DAYTONA BEACH, Fla. (Oct. 22, 2013) – Langley Speedway’s repaving last winter provided an added challenge for the 20 drivers participating in the 2013 NASCAR Drive for Diversity Combine. Not only did the already tough .4-mile oval get faster, it meant even the drivers who had previously competed in the Combine there faced new conditions.
The drivers passed that test Tuesday with flying colors.
After spending Monday at Hampton University with the fitness and iRacing evaluations, the drivers were eager to climb into one of three Late Models outfitted for the day-long practice session Tuesday. Each of the 20 drivers went out for individual sessions in the morning, and then returned to the car for longer single-car runs in the afternoon.
"It is a very demanding track," said Rev Racing CEO and owner Max Siegel. "We chose it initially so we can get a feel for the skills of the drivers. Our evaluation has expanded. We're giving them more seat time out there on the track. And just working here with the management at Langley Speedway and the NASCAR officials has been a great step for the program."
For many, like Paige Decker of Eagle River, Wis., it wasn’t just a new track, but a different car.
"I'm comfortable on this track, so it was really just learning how to ease into the gas," said Decker. "I'm used to driving a Super Late Model, so I'm trying to tone down my driving a lot for this kind of car."
Decker participated in the Combine last year. This year, her younger sister Claire and cousin Natalie also earned the opportunity to try out for the 2014 Rev Racing team.
"Coming in, I was way more confident and was able to tell my younger sister and cousin what to expect,” said Paige Decker. “They had a really good idea of what they were getting into, and I was expected to do so much better because I had been here before."
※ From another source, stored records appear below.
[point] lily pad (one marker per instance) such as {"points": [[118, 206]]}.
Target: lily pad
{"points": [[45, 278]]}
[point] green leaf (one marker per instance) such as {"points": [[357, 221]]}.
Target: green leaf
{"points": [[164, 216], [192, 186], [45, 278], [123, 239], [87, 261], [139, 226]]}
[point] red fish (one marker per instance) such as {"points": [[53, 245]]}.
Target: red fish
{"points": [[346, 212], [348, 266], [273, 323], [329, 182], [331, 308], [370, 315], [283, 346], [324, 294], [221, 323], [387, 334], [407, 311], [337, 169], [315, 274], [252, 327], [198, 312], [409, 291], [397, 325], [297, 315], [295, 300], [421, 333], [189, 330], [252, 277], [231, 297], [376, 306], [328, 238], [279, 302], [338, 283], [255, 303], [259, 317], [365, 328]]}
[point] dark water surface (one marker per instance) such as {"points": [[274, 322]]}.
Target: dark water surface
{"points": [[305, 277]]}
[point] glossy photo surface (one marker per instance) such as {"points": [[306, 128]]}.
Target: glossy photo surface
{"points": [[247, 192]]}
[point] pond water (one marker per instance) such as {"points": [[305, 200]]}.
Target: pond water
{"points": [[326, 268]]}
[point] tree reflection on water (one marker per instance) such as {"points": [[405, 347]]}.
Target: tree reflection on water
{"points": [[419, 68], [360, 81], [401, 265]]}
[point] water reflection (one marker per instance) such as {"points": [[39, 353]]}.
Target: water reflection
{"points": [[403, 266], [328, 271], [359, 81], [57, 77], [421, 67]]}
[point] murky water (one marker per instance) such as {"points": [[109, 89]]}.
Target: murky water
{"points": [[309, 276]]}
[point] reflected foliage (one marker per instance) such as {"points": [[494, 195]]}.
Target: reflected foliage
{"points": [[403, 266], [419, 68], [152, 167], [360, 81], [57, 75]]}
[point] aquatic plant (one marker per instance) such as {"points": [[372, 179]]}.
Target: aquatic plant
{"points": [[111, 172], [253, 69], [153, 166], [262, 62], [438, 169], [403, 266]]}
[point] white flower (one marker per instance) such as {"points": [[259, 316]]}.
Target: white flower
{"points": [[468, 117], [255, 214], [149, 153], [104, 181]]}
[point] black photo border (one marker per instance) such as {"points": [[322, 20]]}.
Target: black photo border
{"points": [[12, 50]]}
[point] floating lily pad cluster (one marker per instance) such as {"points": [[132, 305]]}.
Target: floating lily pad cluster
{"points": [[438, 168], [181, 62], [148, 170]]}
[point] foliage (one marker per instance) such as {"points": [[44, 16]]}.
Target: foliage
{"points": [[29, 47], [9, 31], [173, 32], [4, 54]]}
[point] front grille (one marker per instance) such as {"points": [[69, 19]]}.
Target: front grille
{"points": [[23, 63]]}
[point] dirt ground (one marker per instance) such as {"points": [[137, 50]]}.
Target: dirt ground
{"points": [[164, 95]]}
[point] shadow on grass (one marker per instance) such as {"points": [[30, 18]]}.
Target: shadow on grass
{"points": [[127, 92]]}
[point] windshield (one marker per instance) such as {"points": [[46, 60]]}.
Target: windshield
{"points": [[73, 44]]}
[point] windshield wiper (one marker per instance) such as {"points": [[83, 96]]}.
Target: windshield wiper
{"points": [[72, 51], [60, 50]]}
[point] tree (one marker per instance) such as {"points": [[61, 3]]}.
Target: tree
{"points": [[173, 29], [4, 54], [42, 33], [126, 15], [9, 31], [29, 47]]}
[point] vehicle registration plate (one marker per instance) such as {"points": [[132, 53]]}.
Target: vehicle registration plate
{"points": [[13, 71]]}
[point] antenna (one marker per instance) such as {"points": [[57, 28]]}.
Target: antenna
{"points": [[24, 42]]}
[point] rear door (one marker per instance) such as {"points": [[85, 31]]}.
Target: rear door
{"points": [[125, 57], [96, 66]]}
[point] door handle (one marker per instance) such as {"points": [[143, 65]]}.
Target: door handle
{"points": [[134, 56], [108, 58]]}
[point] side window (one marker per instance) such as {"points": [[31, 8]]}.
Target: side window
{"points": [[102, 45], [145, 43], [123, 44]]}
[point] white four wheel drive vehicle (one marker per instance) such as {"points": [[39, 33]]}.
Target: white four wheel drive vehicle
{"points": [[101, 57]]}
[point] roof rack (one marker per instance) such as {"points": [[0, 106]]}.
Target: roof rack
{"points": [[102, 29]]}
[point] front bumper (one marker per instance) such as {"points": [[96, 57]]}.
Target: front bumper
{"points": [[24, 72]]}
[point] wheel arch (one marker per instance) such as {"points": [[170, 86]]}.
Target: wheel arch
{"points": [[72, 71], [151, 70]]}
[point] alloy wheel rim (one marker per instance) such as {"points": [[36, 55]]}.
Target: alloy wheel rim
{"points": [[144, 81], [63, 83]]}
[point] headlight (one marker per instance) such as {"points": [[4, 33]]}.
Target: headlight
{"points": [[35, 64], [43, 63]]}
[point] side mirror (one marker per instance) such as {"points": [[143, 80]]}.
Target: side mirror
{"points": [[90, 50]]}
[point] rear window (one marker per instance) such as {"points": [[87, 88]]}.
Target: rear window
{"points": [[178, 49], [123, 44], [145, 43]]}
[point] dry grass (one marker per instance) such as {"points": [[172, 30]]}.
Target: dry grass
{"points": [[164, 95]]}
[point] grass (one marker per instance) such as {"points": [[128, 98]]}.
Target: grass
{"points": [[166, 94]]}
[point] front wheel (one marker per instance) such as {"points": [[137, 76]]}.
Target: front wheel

"I'm really happy with not only how I did but how my sister did. I really think the times are so close, but I really feel like we're there. I'm very happy and pleased with the results."
This is the third year the NASCAR Drive for Diversity program – created in 2004 and now executed by Rev Racing – has partnered with Langley. The NASCAR D4D program is designed to identify and train young female and diverse drivers at the grassroots level who demonstrate necessary talent to climb the ranks within the motorsport industries.
The drivers represent 12 U.S. states and Mexico and come from a wide array of racing experience.
Jay Beasley earned an invitation to the Combine after a 2013 season in which the Las Vegas driver won the Super Late Model championship at The Bullring At Las Vegas Motor Speedway and the NASCAR Whelen All-American Series Nevada championship in his first full season.
"This is an experience that's just mind-blowing for me," said Beasley. "I've been thinking about this my whole life. Coming to an event like this and being chosen just to try out for something like this means that other people trust me to represent them. It means a lot to me.
"It's a big opportunity. It's life changing."
Jack Madrid knows what Beasley is talking about. The San Clemente, Calif., driver made the cut last year and spent this season running a Late Model for Rev Racing.
"It was a great year being with Rev Racing and the NASCAR Drive for Diversity program. I learned a lot and can't thank them enough," said Madrid. "This year we have a lot of great people out here testing at the Combine and definitely lit a little fire under me -- my seats on the line. These guys are getting the opportunity of a lifetime and should definitely be proud of themselves.”
Five different Rev Racing drivers have accounted for 12 wins in the NASCAR K&N Pro Series – NASCAR’s top touring series for drivers looking to make it to the national-series level – since Rev Racing began fielding cars for D4D in 2010. In addition, they’ve had a driver finish in the top three in points each of the four seasons.
This year, four drivers from the NASCAR Drive for Diversity program – Kyle Larson, Paulie Harraka, Darrell Wallace Jr., and Ryan Gifford – competed in an event in one of NASCAR’s three national series.
"This is the year we had the most applications, the talent pool is deeper than ever," said Siegel. "The success we've had with the program has generated more interest. And the immense amount of talent on the track today is the result."